1. İyi yönetici olmasını istediği davranışları ve kuralları önce kendi uygular ve saygı duyar. Siz tersini yapın. Örneğin sabah 11:00 civarında işe gelmeyi ve “toplantım var” diye erkenden ayrılmayı alışkanlık haline getirin. Hatta bir de dışardayken personeli telefonla arayıp taciz edin “kim geç gelmiş, kim erken gitmiş” diye.

2. Daha da iyisi tam çıkmalarına yakın ertesi sabaha yetişmesi gereken acil bir iş verin ve ertesi gün o işi sormayın bile. Nefreti garantilersiniz! Haaa, mesela işten çıkmış, evine giden personeli yoldan döndürüp bir iş yaptırmak da iyi bir yöntemdir.

3. Verdiğiniz işleri vaktinde yaparlarsa mutlaka bir hata bulun ama nasıl bir şey istediğinizi veya neyi beğenmediğinizi kesinlikle söylemeyin; “beğenmedim işte. Bu sizin işiniz. Yapın bir şeyler” deyip geçiştirin. Aylarca uğraşsınlar, sonra “performansınız düşük. Basit bir işi bile beceremediniz” diye üste çıkarsınız.

4. Her ay favori! adamınızı değiştirerek milleti salağa çevirin. Herkes “sıra ne zaman bana gelecek acaba?” diye üç buçuk atsın.

5. İş verirken iletişim kurallarını hiçe sayın ve yeterli açıklama yapmayın ki adamlarınız onca değerli saatlerini yanlış iş üzerinde harcasınlar. Harcasınlar ki boş oturmasınlar. Ne de olsa aileleri onların para kazanmasını bekliyor sadece, beraber vakit geçirmeyi değil! Ayrıca dışarıda onca işsiz güçsüz varken, onlar, bir işleri olduğu için şanslılar. Bunu her fırsatta yüzlerine vurun.

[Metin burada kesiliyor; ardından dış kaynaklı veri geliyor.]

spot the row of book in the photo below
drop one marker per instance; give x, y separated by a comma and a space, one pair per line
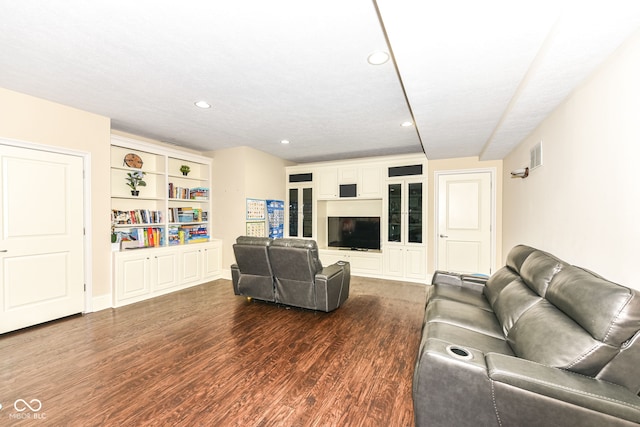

6. Otoriteyi tamamı ile kendinizde toplayın. Sizden habersiz kuş uçmasın. Maazallah, bir yerden bir şey çıkar, sizden daha akıllı kimse olmadığı için orada.
Otorite sizde olsun ki, siz şirketten uzak olduğunuzda – ki geç gelip, erken gideceğiniz için çoğunlukla uzak olacaksınız- bütün işler dursun ve patronlar siz olmadan işlerin yürümeyeceğini görsünler. Yalnız dikkat edin eğer onlar akıllı ve iyi yönetici iseler size ‘neden doğru kişileri işe almıyor veya niye adamlarını doğru yönlendirmiyorsun?” diye sorabilirler. Buna hazırlıklı olun. Siz en iyisi baştan akıllı adamların başında olmadığı bir şirket seçin. En kötü ihtimalle kartlarınızı iyi oynarsanız, suçu adamlarınıza atarak bir kaç yıl idare edersiniz. Sonra başka bir yere... Orada foyanız ortaya çıkınca başka bir yere, derken fıstık gibi bir maaşla emekli olursunuz.

7. Ekibinize sizden daha akıllı ve bilgili biri gelecek olursa derhal etkisiz hale getirin. Yaptıklarını sürekli eleştirip, herkesin içinde azarlayarak ve asıl nitelikli olduğu alanlardan uzak tutarak özgüvenini yerle bir edin. Hatta en iyisi işten çıkmasını sağlayın ki koltuğunuza halel gelmesin.

8. İnsan Kaynaklarına performans yönetimi sistemleri kurdurun ama primi kafanıza göre dağıtın. Ne de olsa güç sizde.

9. Personelinizi eğitime sakın göndermeyin. Şirketin eğitime harcayacak parası yok. Hem kim eğitimden fayda görmüş? Şimdi gider iki kelime öğrenir başınıza bela kesilirler. Eğer eğitime herkesi gönderirseniz de siz sakın gitmeyin. Sizin eğitime ihtiyacınız yoktur. Siz mükemmel olmasanız yönetici olamazdınız zaten. En iyi okullardan mezun olmuş, bulunmaz Hint kumaşısınız siz.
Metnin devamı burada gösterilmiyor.